Son mari l’avait inscrite aux interdits de jeu à son insu : 13 ans plus tard, elle perd un gain de 35 000 €
Un gain substantiel transformé en cauchemar administratif. En Espagne, une septuagénaire se retrouve privée de son prix de loterie à cause d’une décision prise par son époux il y a plus d’une décennie. Une affaire qui soulève de nombreuses questions sur les procédures d’exclusion des jeux de hasard.
Un gain de 35 000 euros impossible à récupérer
Carmen, 79 ans, a décroché la cagnotte en août 2025. Mais sa joie a été de courte durée. L’administration lui refuse le versement de ses 35 000 euros en raison de son inscription sur un registre des personnes interdites de jeu.

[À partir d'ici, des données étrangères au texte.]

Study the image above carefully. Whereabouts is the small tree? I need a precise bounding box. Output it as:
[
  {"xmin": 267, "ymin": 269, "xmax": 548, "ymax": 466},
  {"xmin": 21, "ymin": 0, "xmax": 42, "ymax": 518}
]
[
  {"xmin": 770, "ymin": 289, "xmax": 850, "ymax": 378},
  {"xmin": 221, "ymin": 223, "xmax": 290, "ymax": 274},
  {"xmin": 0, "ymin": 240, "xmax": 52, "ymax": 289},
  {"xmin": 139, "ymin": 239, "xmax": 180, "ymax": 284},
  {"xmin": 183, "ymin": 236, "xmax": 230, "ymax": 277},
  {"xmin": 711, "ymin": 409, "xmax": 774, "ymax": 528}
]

Cette inscription date de 2012 et provient d’une démarche qu’elle n’a jamais effectuée elle-même. C’est son mari, aujourd’hui décédé, qui a réalisé cette inscription à son insu.
Une falsification révélée après treize ans
L’enquête a mis en lumière des irrégularités majeures. Le formulaire soumis était « non standard » selon l’administration. Plus troublant encore, le document contenait des erreurs sur le nom de famille et la date de naissance de Carmen.
Le mari de la septuagénaire avait falsifié l’identité et la signature de son épouse pour l’inscrire sur ce registre. Il est décédé en 2015, laissant Carmen face aux conséquences de cet acte frauduleux.
Un contrôle motivé par des raisons personnelles
La famille rejette catégoriquement l’idée que Carmen serait « addict » aux jeux de hasard. Une de ses filles a livré un témoignage édifiant sur les véritables motivations de son père.
Selon elle, leur père était « un mari horrible » et sexiste. Il n’aimait pas que Carmen se rende au bingo car cela le laissait seul. L’inscription sur le registre aurait donc servi à contrôler les déplacements de son épouse.
Une bataille judiciaire en cours
Face à cette situation, la famille de Carmen et son avocat ont exprimé leur indignation. Une action en justice a été lancée auprès de la Cour supérieure de justice de Madrid.
L’objectif est clair : faire annuler cette inscription frauduleuse et permettre à Carmen de toucher son gain légitime.
Une issue conditionnée à la décision du tribunal
La ONCE (Organización Nacional de Ciegos Españoles), l’organisme gestionnaire de la loterie, a pris position. Si l’inscription sur le registre est annulée par la justice, Carmen recevra son prix immédiatement.
En attendant le verdict, la septuagénaire reste privée de son gain, victime d’une démarche qu’elle n’a jamais autorisée et qui relève manifestement de la falsification.